A Stochastic Maximum Principle Approach for Reinforcement Learning with Parameterized Environment

TL;DR

This paper presents a novel stochastic maximum principle approach for reinforcement learning that leverages physics-based parameterization of environments, enabling efficient policy learning with fewer training episodes.

Contribution

It introduces a new SMP-based framework for RL with environment parameterization, combining online parameter estimation and backward action learning for improved efficiency.

Findings

Requires fewer training episodes than dynamic programming methods.

Produces reliable control policies in numerical experiments.

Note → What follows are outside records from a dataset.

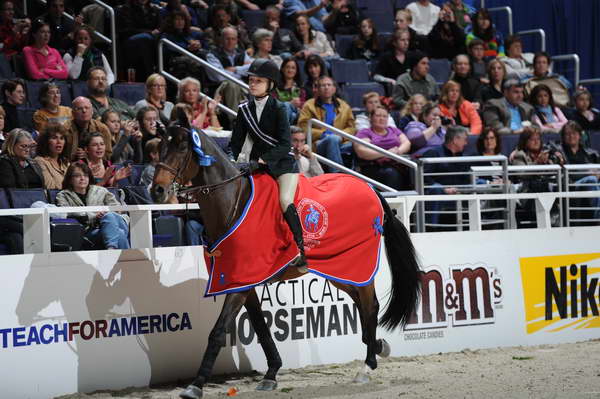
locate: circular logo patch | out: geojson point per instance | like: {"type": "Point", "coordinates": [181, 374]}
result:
{"type": "Point", "coordinates": [314, 218]}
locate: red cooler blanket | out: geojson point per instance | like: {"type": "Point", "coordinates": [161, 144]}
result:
{"type": "Point", "coordinates": [342, 221]}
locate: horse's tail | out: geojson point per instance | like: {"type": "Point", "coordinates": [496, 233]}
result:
{"type": "Point", "coordinates": [404, 267]}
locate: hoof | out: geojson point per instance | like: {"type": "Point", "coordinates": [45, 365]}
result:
{"type": "Point", "coordinates": [386, 349]}
{"type": "Point", "coordinates": [267, 385]}
{"type": "Point", "coordinates": [191, 392]}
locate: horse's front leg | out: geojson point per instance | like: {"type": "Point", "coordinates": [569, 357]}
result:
{"type": "Point", "coordinates": [216, 340]}
{"type": "Point", "coordinates": [265, 338]}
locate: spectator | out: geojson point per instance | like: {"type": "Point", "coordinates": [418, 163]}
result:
{"type": "Point", "coordinates": [462, 12]}
{"type": "Point", "coordinates": [14, 96]}
{"type": "Point", "coordinates": [203, 111]}
{"type": "Point", "coordinates": [13, 32]}
{"type": "Point", "coordinates": [152, 154]}
{"type": "Point", "coordinates": [424, 15]}
{"type": "Point", "coordinates": [372, 163]}
{"type": "Point", "coordinates": [530, 150]}
{"type": "Point", "coordinates": [446, 39]}
{"type": "Point", "coordinates": [371, 101]}
{"type": "Point", "coordinates": [547, 114]}
{"type": "Point", "coordinates": [426, 133]}
{"type": "Point", "coordinates": [263, 44]}
{"type": "Point", "coordinates": [105, 229]}
{"type": "Point", "coordinates": [477, 61]}
{"type": "Point", "coordinates": [314, 10]}
{"type": "Point", "coordinates": [51, 111]}
{"type": "Point", "coordinates": [61, 27]}
{"type": "Point", "coordinates": [83, 56]}
{"type": "Point", "coordinates": [313, 41]}
{"type": "Point", "coordinates": [289, 90]}
{"type": "Point", "coordinates": [460, 110]}
{"type": "Point", "coordinates": [394, 63]}
{"type": "Point", "coordinates": [412, 111]}
{"type": "Point", "coordinates": [315, 68]}
{"type": "Point", "coordinates": [452, 176]}
{"type": "Point", "coordinates": [156, 96]}
{"type": "Point", "coordinates": [584, 113]}
{"type": "Point", "coordinates": [126, 138]}
{"type": "Point", "coordinates": [307, 162]}
{"type": "Point", "coordinates": [81, 125]}
{"type": "Point", "coordinates": [342, 19]}
{"type": "Point", "coordinates": [517, 63]}
{"type": "Point", "coordinates": [366, 44]}
{"type": "Point", "coordinates": [51, 155]}
{"type": "Point", "coordinates": [496, 72]}
{"type": "Point", "coordinates": [509, 114]}
{"type": "Point", "coordinates": [541, 75]}
{"type": "Point", "coordinates": [416, 81]}
{"type": "Point", "coordinates": [41, 60]}
{"type": "Point", "coordinates": [221, 18]}
{"type": "Point", "coordinates": [138, 24]}
{"type": "Point", "coordinates": [285, 43]}
{"type": "Point", "coordinates": [105, 173]}
{"type": "Point", "coordinates": [327, 107]}
{"type": "Point", "coordinates": [470, 87]}
{"type": "Point", "coordinates": [97, 83]}
{"type": "Point", "coordinates": [484, 30]}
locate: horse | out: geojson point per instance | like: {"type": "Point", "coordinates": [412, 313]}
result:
{"type": "Point", "coordinates": [221, 190]}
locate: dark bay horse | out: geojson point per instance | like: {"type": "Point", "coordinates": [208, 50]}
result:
{"type": "Point", "coordinates": [221, 192]}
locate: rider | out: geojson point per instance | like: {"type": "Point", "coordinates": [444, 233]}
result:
{"type": "Point", "coordinates": [261, 137]}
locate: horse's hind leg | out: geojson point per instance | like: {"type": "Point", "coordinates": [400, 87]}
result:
{"type": "Point", "coordinates": [216, 340]}
{"type": "Point", "coordinates": [265, 339]}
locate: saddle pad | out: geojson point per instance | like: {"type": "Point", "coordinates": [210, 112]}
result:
{"type": "Point", "coordinates": [342, 224]}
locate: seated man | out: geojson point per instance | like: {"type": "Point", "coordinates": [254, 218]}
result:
{"type": "Point", "coordinates": [559, 85]}
{"type": "Point", "coordinates": [415, 81]}
{"type": "Point", "coordinates": [509, 114]}
{"type": "Point", "coordinates": [455, 142]}
{"type": "Point", "coordinates": [327, 107]}
{"type": "Point", "coordinates": [97, 83]}
{"type": "Point", "coordinates": [306, 160]}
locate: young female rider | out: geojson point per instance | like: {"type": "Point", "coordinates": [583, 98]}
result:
{"type": "Point", "coordinates": [262, 136]}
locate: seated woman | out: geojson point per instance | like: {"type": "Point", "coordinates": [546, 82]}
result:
{"type": "Point", "coordinates": [547, 114]}
{"type": "Point", "coordinates": [126, 138]}
{"type": "Point", "coordinates": [108, 230]}
{"type": "Point", "coordinates": [104, 173]}
{"type": "Point", "coordinates": [459, 110]}
{"type": "Point", "coordinates": [51, 155]}
{"type": "Point", "coordinates": [84, 56]}
{"type": "Point", "coordinates": [41, 60]}
{"type": "Point", "coordinates": [51, 111]}
{"type": "Point", "coordinates": [156, 96]}
{"type": "Point", "coordinates": [204, 115]}
{"type": "Point", "coordinates": [289, 90]}
{"type": "Point", "coordinates": [427, 132]}
{"type": "Point", "coordinates": [366, 44]}
{"type": "Point", "coordinates": [371, 101]}
{"type": "Point", "coordinates": [372, 163]}
{"type": "Point", "coordinates": [313, 41]}
{"type": "Point", "coordinates": [412, 110]}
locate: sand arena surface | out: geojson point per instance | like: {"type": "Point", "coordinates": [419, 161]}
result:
{"type": "Point", "coordinates": [547, 371]}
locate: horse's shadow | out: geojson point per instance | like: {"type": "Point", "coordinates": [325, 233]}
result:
{"type": "Point", "coordinates": [124, 289]}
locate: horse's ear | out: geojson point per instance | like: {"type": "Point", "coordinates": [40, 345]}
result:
{"type": "Point", "coordinates": [182, 118]}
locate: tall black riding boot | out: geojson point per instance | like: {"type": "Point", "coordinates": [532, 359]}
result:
{"type": "Point", "coordinates": [293, 220]}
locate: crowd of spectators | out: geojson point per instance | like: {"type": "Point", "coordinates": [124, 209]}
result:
{"type": "Point", "coordinates": [494, 89]}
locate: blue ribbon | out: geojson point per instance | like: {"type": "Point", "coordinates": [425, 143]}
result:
{"type": "Point", "coordinates": [203, 159]}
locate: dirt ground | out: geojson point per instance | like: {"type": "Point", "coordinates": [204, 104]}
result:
{"type": "Point", "coordinates": [547, 371]}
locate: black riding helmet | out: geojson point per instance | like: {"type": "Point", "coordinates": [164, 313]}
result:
{"type": "Point", "coordinates": [264, 68]}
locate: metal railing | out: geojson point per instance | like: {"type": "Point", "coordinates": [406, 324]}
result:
{"type": "Point", "coordinates": [575, 59]}
{"type": "Point", "coordinates": [540, 32]}
{"type": "Point", "coordinates": [508, 11]}
{"type": "Point", "coordinates": [113, 30]}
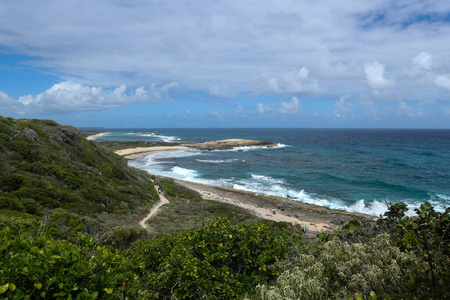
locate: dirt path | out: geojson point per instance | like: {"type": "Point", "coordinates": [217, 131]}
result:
{"type": "Point", "coordinates": [314, 225]}
{"type": "Point", "coordinates": [154, 210]}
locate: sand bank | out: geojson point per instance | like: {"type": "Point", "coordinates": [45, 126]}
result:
{"type": "Point", "coordinates": [133, 153]}
{"type": "Point", "coordinates": [315, 218]}
{"type": "Point", "coordinates": [95, 136]}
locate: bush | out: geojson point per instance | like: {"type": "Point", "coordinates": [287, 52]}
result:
{"type": "Point", "coordinates": [43, 268]}
{"type": "Point", "coordinates": [18, 221]}
{"type": "Point", "coordinates": [121, 237]}
{"type": "Point", "coordinates": [342, 269]}
{"type": "Point", "coordinates": [218, 261]}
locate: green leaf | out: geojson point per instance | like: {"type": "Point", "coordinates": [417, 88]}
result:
{"type": "Point", "coordinates": [12, 287]}
{"type": "Point", "coordinates": [4, 288]}
{"type": "Point", "coordinates": [38, 285]}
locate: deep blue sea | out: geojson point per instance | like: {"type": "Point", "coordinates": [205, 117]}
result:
{"type": "Point", "coordinates": [351, 169]}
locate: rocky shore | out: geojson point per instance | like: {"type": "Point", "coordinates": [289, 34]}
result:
{"type": "Point", "coordinates": [229, 144]}
{"type": "Point", "coordinates": [315, 218]}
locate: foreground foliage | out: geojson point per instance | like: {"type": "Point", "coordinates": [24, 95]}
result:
{"type": "Point", "coordinates": [217, 261]}
{"type": "Point", "coordinates": [403, 257]}
{"type": "Point", "coordinates": [43, 268]}
{"type": "Point", "coordinates": [47, 169]}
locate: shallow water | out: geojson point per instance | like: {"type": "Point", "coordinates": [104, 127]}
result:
{"type": "Point", "coordinates": [351, 169]}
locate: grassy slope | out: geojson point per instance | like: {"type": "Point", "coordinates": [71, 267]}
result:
{"type": "Point", "coordinates": [49, 169]}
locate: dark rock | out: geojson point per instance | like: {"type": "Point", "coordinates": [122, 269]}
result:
{"type": "Point", "coordinates": [337, 222]}
{"type": "Point", "coordinates": [28, 132]}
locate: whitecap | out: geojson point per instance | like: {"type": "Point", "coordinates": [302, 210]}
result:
{"type": "Point", "coordinates": [218, 161]}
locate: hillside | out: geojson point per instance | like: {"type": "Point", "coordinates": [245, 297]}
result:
{"type": "Point", "coordinates": [62, 199]}
{"type": "Point", "coordinates": [50, 169]}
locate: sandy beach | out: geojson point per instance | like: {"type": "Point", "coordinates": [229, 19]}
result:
{"type": "Point", "coordinates": [134, 153]}
{"type": "Point", "coordinates": [315, 218]}
{"type": "Point", "coordinates": [95, 136]}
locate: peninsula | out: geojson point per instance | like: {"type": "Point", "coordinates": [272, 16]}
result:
{"type": "Point", "coordinates": [228, 144]}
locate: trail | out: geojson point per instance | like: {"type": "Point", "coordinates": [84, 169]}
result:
{"type": "Point", "coordinates": [154, 210]}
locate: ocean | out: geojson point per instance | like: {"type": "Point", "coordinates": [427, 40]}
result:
{"type": "Point", "coordinates": [356, 170]}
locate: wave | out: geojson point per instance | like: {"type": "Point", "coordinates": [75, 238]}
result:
{"type": "Point", "coordinates": [219, 161]}
{"type": "Point", "coordinates": [163, 138]}
{"type": "Point", "coordinates": [251, 148]}
{"type": "Point", "coordinates": [183, 173]}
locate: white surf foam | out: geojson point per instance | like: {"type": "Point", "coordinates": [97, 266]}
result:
{"type": "Point", "coordinates": [154, 135]}
{"type": "Point", "coordinates": [218, 161]}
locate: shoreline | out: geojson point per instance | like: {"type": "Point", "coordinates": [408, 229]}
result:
{"type": "Point", "coordinates": [315, 218]}
{"type": "Point", "coordinates": [95, 136]}
{"type": "Point", "coordinates": [133, 153]}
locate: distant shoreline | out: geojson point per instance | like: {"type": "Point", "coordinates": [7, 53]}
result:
{"type": "Point", "coordinates": [133, 153]}
{"type": "Point", "coordinates": [95, 136]}
{"type": "Point", "coordinates": [314, 217]}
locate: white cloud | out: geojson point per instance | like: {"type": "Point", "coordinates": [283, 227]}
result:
{"type": "Point", "coordinates": [221, 91]}
{"type": "Point", "coordinates": [294, 82]}
{"type": "Point", "coordinates": [262, 108]}
{"type": "Point", "coordinates": [239, 110]}
{"type": "Point", "coordinates": [404, 109]}
{"type": "Point", "coordinates": [68, 97]}
{"type": "Point", "coordinates": [443, 81]}
{"type": "Point", "coordinates": [342, 109]}
{"type": "Point", "coordinates": [220, 47]}
{"type": "Point", "coordinates": [424, 60]}
{"type": "Point", "coordinates": [290, 108]}
{"type": "Point", "coordinates": [375, 76]}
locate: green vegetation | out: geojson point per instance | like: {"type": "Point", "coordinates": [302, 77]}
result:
{"type": "Point", "coordinates": [69, 212]}
{"type": "Point", "coordinates": [114, 146]}
{"type": "Point", "coordinates": [49, 170]}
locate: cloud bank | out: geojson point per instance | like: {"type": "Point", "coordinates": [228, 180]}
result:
{"type": "Point", "coordinates": [69, 97]}
{"type": "Point", "coordinates": [106, 52]}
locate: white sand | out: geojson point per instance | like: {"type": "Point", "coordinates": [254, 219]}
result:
{"type": "Point", "coordinates": [93, 137]}
{"type": "Point", "coordinates": [133, 153]}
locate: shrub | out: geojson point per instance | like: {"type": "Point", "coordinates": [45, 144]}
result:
{"type": "Point", "coordinates": [121, 237]}
{"type": "Point", "coordinates": [19, 221]}
{"type": "Point", "coordinates": [342, 269]}
{"type": "Point", "coordinates": [218, 261]}
{"type": "Point", "coordinates": [43, 268]}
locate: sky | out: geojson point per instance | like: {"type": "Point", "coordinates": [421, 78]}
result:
{"type": "Point", "coordinates": [178, 63]}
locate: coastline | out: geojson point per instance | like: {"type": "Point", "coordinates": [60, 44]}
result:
{"type": "Point", "coordinates": [95, 136]}
{"type": "Point", "coordinates": [315, 218]}
{"type": "Point", "coordinates": [133, 153]}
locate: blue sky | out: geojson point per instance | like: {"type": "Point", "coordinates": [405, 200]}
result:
{"type": "Point", "coordinates": [229, 63]}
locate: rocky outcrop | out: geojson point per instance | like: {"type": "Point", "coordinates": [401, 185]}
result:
{"type": "Point", "coordinates": [229, 144]}
{"type": "Point", "coordinates": [68, 135]}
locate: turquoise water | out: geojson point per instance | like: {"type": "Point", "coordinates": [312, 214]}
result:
{"type": "Point", "coordinates": [351, 169]}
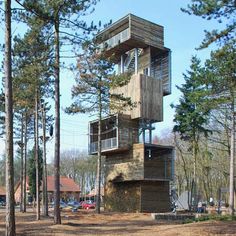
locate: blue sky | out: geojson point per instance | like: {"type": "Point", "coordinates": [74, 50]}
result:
{"type": "Point", "coordinates": [182, 34]}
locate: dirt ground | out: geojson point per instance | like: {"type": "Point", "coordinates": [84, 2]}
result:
{"type": "Point", "coordinates": [89, 223]}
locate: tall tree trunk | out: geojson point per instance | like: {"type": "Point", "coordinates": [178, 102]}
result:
{"type": "Point", "coordinates": [25, 160]}
{"type": "Point", "coordinates": [37, 157]}
{"type": "Point", "coordinates": [45, 195]}
{"type": "Point", "coordinates": [57, 214]}
{"type": "Point", "coordinates": [21, 144]}
{"type": "Point", "coordinates": [10, 202]}
{"type": "Point", "coordinates": [98, 199]}
{"type": "Point", "coordinates": [232, 156]}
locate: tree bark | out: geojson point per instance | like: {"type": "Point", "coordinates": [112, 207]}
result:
{"type": "Point", "coordinates": [57, 214]}
{"type": "Point", "coordinates": [98, 199]}
{"type": "Point", "coordinates": [45, 195]}
{"type": "Point", "coordinates": [10, 201]}
{"type": "Point", "coordinates": [21, 144]}
{"type": "Point", "coordinates": [232, 156]}
{"type": "Point", "coordinates": [37, 157]}
{"type": "Point", "coordinates": [25, 164]}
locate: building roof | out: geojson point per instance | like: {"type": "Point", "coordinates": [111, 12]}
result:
{"type": "Point", "coordinates": [93, 192]}
{"type": "Point", "coordinates": [66, 184]}
{"type": "Point", "coordinates": [2, 190]}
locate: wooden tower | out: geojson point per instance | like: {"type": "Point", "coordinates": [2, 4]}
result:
{"type": "Point", "coordinates": [138, 172]}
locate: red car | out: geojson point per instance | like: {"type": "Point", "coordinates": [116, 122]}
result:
{"type": "Point", "coordinates": [88, 205]}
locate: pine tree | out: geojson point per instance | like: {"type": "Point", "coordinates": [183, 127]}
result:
{"type": "Point", "coordinates": [192, 113]}
{"type": "Point", "coordinates": [221, 79]}
{"type": "Point", "coordinates": [10, 202]}
{"type": "Point", "coordinates": [224, 11]}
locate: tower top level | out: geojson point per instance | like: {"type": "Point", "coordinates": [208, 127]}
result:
{"type": "Point", "coordinates": [131, 32]}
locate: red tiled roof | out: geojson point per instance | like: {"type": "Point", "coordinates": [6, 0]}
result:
{"type": "Point", "coordinates": [66, 184]}
{"type": "Point", "coordinates": [2, 190]}
{"type": "Point", "coordinates": [94, 192]}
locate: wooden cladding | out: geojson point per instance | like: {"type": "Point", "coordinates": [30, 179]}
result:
{"type": "Point", "coordinates": [146, 94]}
{"type": "Point", "coordinates": [128, 33]}
{"type": "Point", "coordinates": [137, 196]}
{"type": "Point", "coordinates": [137, 164]}
{"type": "Point", "coordinates": [147, 32]}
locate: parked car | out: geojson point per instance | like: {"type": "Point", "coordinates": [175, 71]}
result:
{"type": "Point", "coordinates": [88, 205]}
{"type": "Point", "coordinates": [62, 204]}
{"type": "Point", "coordinates": [74, 204]}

Integrates physics knowledge into RL for better environment modeling.

Abstract

In this work, we introduce a stochastic maximum principle (SMP) approach for solving the reinforcement learning problem with the assumption that the unknowns in the environment can be parameterized based on physics knowledge. For the development of numerical algorithms, we shall apply an effective online parameter estimation method as our exploration technique to estimate the environment parameter during the training procedure, and the exploitation for the optimal policy will be achieved by an efficient backward action learning method for policy improvement under the SMP framework. Numerical experiments will be presented to demonstrate that our SMP approach for reinforcement learning can produce reliable control policy, and the gradient descent type optimization in the SMP solver requires less training episodes compared with the standard dynamic programming principle based methods.